Garrett: ext4, application expectations and power management
Garrett: ext4, application expectations and power management
Posted Mar 17, 2009 10:09 UTC (Tue) by malor (guest, #2973)In reply to: Garrett: ext4, application expectations and power management by k8to
Parent article: Garrett: ext4, application expectations and power management
Atomic rename is not the same thing as fsync. Telling application authors that they have to use fsync is yet another example of, when something is hard to do in Linux, telling the user that what he or she wants is wrong and stupid. This pattern goes way, way back.
Once upon a time, in the early days of Linux, I commented on Slashdot that ext2 was a bad filesystem, and would lose data if the computer crashed or lost power. I was informed, by numerous people, that the data loss was my fault because the computer wasn't on a UPS, and that I should 'simply' have manually run a disk editor and restored a backup superblock to recover the corrupted files. Seriously: lost data, they claimed, was my fault because I didn't understand the layout of ext2 well enough to fire up a hex editor when it crashed.
Well, sometime in the next year or two, journaling showed up, and suddenly everyone was all about how wonderful it was, how horrible ext2 was in comparison, and how no sane person would use ext2 in production. But when I'd said that, when there was no other option, I was wrong and stupid for wanting reliability in my filesystem.
I see this argument the same way; by accident, the ext3 writers provided a very useful feature. Atomic rename isn't fsync; it's much lighter weight. People are not wrong and stupid for wanting it, but because it's hard, that's practically the first thing out of people's mouths. "You can't do that on ext4. That's not the POSIX semantics, and you're foolish to expect this behavior."
I disagree vehemently. It's a very good feature, and even if it "isn't the Posix standard", you guys should bring this behavior forward. Doing it via the regular rename operation might be a good choice, because it's backwards-compatible with the original accidental feature.
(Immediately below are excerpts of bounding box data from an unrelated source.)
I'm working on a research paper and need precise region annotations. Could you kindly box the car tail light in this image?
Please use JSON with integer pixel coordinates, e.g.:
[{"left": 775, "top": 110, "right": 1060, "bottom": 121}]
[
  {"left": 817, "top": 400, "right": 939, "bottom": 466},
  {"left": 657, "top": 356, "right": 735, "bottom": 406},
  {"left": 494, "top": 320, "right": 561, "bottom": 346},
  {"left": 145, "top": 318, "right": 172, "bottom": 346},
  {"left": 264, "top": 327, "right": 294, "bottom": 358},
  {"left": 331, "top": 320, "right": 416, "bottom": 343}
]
Or, perhaps you'll instead want to add an explicit atomic rename operation, so that filesystems like xfs won't surprise users unpleasantly. That would require more pain on the part of application developers, but would make the guarantee explicit instead of implicit, which is probably better from a design perspective.
But telling people to use fsync instead of atomic rename, and that they're wrong and stupid for wanting a feature that's hard to do, is just a tired repetition of a very old game indeed.